On the mailing list Ann Harrison gave this explanation:
https://groups.yahoo.com/neo/groups/firebird-support/conversations/topics/129936 (archive) (the first 15 messages is about virtual server might be the cause - skip those)
"Interesting. GUIDs produce really fat indexes. Firebird uses prefix compression and GUIDs vary in the first bytes so they don't compress well. Keys generated sequentially will be on different index leaf pages. Since records are deleted and garbage collected in the order they were stored, index garbage collection could easily touch a different page for each key. With only 256 buffers, index garbage collection is running pages through the cache wildly - with luck they're cached by the file system."

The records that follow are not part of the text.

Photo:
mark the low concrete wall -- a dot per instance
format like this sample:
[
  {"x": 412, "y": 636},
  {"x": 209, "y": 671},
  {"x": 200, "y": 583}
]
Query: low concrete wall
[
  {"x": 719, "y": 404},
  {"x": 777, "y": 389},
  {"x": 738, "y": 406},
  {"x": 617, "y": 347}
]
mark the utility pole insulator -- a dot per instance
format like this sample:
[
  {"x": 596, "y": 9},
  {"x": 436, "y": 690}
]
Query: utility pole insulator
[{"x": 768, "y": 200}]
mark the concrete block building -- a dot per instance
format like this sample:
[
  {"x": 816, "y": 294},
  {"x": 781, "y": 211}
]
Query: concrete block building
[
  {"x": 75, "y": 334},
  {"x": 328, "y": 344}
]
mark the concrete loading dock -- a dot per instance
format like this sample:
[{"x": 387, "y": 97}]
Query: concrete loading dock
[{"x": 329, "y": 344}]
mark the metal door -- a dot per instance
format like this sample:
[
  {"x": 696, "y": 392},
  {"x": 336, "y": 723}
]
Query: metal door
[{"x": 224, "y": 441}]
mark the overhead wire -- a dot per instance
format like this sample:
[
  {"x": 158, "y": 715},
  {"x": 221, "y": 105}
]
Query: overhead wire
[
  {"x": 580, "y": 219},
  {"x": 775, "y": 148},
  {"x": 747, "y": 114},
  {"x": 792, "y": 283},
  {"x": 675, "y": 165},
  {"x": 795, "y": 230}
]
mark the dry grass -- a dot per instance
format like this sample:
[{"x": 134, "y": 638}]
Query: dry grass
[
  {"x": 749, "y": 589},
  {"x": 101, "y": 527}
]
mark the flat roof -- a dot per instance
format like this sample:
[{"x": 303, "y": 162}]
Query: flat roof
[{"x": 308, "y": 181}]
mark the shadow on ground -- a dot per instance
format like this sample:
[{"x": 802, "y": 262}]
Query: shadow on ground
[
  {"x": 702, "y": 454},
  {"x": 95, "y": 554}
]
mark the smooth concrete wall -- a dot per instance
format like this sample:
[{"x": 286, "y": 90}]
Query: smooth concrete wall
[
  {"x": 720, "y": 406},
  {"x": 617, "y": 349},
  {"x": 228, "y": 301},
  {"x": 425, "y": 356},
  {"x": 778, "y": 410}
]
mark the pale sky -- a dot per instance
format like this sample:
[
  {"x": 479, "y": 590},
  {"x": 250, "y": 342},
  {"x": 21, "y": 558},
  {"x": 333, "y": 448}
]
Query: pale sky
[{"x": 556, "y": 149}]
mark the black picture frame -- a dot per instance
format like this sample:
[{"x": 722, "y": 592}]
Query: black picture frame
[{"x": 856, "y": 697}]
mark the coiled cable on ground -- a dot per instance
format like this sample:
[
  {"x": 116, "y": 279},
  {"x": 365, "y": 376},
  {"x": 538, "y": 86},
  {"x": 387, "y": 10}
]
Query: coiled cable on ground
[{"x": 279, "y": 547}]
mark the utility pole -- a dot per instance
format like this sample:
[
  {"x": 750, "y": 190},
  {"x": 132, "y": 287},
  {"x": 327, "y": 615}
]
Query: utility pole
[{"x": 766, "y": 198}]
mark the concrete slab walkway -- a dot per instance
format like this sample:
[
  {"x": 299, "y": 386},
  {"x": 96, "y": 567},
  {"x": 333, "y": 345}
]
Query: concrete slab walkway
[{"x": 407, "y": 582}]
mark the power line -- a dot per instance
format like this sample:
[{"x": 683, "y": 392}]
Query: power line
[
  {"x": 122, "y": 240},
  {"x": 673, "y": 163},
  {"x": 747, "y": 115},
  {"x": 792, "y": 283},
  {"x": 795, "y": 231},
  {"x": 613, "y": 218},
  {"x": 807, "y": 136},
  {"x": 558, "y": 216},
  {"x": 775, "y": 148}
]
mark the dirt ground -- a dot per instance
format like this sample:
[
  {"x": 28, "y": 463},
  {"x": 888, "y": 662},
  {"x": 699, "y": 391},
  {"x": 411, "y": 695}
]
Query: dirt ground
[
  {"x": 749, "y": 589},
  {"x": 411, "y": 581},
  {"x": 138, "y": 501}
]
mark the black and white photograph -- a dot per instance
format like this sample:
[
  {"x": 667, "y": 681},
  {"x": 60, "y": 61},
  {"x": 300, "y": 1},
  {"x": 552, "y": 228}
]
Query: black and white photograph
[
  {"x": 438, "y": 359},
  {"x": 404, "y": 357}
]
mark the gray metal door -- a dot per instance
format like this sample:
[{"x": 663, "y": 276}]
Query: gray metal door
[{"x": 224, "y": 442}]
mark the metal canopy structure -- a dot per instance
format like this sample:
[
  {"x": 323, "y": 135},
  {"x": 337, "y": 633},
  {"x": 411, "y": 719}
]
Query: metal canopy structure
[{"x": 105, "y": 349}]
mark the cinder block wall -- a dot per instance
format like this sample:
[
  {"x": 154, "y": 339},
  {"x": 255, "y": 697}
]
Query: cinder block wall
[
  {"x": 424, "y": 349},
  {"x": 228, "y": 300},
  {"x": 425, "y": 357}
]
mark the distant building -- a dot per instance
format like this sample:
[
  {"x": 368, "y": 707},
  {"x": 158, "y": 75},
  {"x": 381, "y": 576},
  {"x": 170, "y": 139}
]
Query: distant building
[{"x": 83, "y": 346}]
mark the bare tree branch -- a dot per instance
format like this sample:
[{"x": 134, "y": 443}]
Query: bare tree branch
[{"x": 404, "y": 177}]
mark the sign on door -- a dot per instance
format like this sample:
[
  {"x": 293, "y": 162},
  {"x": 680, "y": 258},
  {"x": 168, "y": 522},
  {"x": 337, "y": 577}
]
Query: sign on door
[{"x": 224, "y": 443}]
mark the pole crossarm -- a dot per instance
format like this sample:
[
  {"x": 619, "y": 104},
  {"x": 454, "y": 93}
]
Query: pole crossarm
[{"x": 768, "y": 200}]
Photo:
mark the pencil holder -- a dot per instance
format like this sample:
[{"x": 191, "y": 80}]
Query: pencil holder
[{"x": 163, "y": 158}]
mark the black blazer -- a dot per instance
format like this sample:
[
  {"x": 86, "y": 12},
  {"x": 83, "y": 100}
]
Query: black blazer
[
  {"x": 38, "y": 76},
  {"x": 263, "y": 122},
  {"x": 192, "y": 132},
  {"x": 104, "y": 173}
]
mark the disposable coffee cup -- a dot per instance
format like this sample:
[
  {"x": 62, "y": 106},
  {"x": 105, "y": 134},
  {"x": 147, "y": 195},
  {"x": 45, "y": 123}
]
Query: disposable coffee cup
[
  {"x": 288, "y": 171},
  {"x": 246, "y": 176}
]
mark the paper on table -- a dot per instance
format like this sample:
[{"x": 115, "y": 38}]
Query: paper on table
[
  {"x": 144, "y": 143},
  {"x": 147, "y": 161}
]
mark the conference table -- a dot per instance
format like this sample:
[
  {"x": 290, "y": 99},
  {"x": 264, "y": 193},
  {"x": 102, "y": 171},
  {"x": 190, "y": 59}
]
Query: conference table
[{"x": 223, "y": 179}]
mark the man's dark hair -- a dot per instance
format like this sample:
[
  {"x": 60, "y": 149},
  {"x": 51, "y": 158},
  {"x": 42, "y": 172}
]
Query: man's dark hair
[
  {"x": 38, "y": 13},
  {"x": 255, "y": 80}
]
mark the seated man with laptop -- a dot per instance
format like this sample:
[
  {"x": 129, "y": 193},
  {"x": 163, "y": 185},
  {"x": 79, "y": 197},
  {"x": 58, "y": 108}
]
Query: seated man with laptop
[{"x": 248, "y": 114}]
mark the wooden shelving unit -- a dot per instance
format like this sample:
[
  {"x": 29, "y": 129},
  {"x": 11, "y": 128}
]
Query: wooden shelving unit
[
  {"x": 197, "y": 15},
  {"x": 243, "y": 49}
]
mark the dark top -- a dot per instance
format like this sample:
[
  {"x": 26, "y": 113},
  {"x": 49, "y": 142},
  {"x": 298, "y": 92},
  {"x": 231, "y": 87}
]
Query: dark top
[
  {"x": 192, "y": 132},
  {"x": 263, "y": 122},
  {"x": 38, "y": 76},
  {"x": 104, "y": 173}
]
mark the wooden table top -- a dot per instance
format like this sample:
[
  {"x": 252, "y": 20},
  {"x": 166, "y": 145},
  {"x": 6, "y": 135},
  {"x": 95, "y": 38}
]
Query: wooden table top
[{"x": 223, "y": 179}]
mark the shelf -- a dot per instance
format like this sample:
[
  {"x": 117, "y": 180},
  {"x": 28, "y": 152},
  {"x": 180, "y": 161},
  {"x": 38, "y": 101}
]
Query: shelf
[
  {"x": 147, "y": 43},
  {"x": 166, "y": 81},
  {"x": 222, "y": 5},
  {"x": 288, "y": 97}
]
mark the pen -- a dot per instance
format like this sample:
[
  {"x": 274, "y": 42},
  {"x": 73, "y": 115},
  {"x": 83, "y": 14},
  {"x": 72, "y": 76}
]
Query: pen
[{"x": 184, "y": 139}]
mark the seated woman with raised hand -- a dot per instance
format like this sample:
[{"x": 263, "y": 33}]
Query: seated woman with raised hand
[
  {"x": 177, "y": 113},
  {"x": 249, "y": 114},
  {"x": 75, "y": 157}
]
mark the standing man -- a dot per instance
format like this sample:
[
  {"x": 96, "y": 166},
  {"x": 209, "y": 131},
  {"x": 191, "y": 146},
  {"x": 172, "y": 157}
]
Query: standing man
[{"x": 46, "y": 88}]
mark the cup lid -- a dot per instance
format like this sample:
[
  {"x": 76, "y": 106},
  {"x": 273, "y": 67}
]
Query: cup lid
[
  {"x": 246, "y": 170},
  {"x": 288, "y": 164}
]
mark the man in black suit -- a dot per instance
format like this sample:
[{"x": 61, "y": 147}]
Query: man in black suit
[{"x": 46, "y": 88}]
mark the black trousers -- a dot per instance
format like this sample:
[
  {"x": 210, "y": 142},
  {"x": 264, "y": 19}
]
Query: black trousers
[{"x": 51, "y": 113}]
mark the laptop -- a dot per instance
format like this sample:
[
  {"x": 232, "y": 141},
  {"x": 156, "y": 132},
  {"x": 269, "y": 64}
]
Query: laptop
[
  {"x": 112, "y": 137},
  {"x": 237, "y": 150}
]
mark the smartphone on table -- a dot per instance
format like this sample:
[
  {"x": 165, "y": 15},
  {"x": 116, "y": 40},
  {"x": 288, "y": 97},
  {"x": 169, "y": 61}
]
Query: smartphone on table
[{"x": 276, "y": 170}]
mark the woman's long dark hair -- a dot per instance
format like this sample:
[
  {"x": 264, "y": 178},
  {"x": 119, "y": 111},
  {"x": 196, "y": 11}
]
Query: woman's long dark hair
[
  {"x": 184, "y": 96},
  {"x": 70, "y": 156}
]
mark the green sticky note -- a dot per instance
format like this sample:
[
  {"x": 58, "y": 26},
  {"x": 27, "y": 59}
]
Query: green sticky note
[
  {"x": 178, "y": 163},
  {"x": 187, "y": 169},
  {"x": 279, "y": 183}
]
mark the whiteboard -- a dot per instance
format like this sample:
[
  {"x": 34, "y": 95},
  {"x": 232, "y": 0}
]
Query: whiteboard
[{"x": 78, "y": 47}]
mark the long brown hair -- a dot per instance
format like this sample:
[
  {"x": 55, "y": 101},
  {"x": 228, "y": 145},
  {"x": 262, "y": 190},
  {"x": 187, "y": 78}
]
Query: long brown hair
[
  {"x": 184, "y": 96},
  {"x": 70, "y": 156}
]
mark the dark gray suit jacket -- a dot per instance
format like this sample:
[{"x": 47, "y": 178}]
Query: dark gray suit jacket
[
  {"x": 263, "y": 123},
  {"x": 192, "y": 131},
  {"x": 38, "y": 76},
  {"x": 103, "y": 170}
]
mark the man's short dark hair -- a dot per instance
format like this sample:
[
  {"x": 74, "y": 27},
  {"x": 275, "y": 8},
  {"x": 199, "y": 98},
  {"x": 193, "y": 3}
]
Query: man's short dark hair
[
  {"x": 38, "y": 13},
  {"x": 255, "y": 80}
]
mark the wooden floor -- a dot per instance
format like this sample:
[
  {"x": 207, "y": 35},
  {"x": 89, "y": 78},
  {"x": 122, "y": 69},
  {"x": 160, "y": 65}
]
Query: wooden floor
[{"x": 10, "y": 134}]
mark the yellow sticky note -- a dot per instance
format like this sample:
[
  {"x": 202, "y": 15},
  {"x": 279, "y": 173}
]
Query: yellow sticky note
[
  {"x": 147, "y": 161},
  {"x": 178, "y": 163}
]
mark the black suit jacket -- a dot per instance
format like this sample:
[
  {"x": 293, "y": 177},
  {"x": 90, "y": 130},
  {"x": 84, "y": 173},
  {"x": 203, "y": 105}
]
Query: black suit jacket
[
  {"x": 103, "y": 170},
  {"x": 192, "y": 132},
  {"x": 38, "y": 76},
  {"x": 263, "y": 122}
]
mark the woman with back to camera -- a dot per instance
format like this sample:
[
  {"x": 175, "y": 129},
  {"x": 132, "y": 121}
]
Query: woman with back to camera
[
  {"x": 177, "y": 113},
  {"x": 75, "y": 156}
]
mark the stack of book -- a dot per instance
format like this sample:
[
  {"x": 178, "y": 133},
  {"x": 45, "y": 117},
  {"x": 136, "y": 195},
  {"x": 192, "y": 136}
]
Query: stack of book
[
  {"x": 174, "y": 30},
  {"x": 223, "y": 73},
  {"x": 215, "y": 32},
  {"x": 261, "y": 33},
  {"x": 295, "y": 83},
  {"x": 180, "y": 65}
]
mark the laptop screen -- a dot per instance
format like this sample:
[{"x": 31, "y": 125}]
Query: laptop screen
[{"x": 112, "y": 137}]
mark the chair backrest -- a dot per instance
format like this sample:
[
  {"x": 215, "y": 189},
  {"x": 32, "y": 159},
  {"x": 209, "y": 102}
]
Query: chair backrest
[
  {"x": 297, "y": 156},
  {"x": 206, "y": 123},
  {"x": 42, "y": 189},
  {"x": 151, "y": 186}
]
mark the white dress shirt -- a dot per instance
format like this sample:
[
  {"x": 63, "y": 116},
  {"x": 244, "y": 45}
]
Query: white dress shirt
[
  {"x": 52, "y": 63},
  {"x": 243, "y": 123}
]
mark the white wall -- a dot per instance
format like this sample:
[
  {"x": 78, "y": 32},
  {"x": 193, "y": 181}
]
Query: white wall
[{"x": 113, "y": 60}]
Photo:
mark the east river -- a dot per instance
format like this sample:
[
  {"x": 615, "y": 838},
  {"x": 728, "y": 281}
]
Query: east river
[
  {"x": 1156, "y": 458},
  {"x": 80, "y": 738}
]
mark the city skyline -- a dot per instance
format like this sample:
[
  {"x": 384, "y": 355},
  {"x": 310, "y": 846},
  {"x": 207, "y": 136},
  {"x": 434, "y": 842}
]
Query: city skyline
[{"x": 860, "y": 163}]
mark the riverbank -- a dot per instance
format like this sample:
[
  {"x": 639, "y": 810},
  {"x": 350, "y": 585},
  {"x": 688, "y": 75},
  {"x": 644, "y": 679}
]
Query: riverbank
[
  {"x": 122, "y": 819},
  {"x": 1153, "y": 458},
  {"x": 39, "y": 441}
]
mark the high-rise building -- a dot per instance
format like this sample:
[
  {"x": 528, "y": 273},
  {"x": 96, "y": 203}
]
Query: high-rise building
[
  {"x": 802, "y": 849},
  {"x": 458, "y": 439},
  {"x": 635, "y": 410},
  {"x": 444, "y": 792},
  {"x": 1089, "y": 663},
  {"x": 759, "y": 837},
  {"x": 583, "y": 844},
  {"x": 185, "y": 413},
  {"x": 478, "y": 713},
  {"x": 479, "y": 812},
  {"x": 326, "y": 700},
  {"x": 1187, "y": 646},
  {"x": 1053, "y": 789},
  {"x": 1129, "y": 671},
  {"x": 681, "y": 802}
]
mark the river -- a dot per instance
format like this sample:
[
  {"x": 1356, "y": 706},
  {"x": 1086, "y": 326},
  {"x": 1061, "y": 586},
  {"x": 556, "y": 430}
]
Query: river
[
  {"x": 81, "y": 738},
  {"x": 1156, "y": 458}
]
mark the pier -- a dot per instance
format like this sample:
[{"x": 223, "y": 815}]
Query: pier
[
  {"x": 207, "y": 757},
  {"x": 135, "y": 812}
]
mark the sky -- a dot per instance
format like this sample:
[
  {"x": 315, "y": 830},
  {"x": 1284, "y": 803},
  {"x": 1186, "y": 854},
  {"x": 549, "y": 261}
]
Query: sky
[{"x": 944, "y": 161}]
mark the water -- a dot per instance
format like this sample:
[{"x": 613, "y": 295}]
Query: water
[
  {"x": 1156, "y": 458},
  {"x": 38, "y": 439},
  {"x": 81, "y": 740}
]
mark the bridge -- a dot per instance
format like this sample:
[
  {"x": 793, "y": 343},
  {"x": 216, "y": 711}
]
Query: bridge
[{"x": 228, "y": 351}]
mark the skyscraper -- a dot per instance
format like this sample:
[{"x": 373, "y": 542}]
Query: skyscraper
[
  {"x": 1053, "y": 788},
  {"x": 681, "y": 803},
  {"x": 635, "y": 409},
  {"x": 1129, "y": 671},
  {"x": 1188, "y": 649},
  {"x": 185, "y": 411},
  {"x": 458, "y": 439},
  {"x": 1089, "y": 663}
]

The solution to the problem that made me file this bug was to use sequential generated GUID, however this is not always possible, in the company I work at, we use varchar index for social security number, login tokens, oauth access/refresh tokens, guids from third party applications and so on.

Best regards
Thomas Kragh

Commits: 2d26794

====== Test Details ======

Can't reproduce, wait for suggestions how to do that - see post 16/Feb/17 05:27 AM

@firebird-automations
Copy link
Collaborator Author

Commented by: Thomas Kragh (realic)

Added Component: core to this issue

@firebird-automations
Copy link
Collaborator Author

Modified by: Thomas Kragh (realic)

Component: Engine [ 10000 ]

@firebird-automations
Copy link
Collaborator Author

Commented by: @dyemanov

Out of curiosity, why do you prefer to store (and index) GUIDs as VARCHAR(36) rather than CHAR(16) OCTETS? IMHO, this way you just make the problem even worse.

@firebird-automations
Copy link
Collaborator Author

Commented by: Thomas Kragh (realic)

The main reason is readability, GUIDSs are always formattet in this way: "f5da8ac7-60b1-4f38-a631-11a34d2f7c8c" in all of our applications and websites, and it is easy to copy this value if you need to query a table.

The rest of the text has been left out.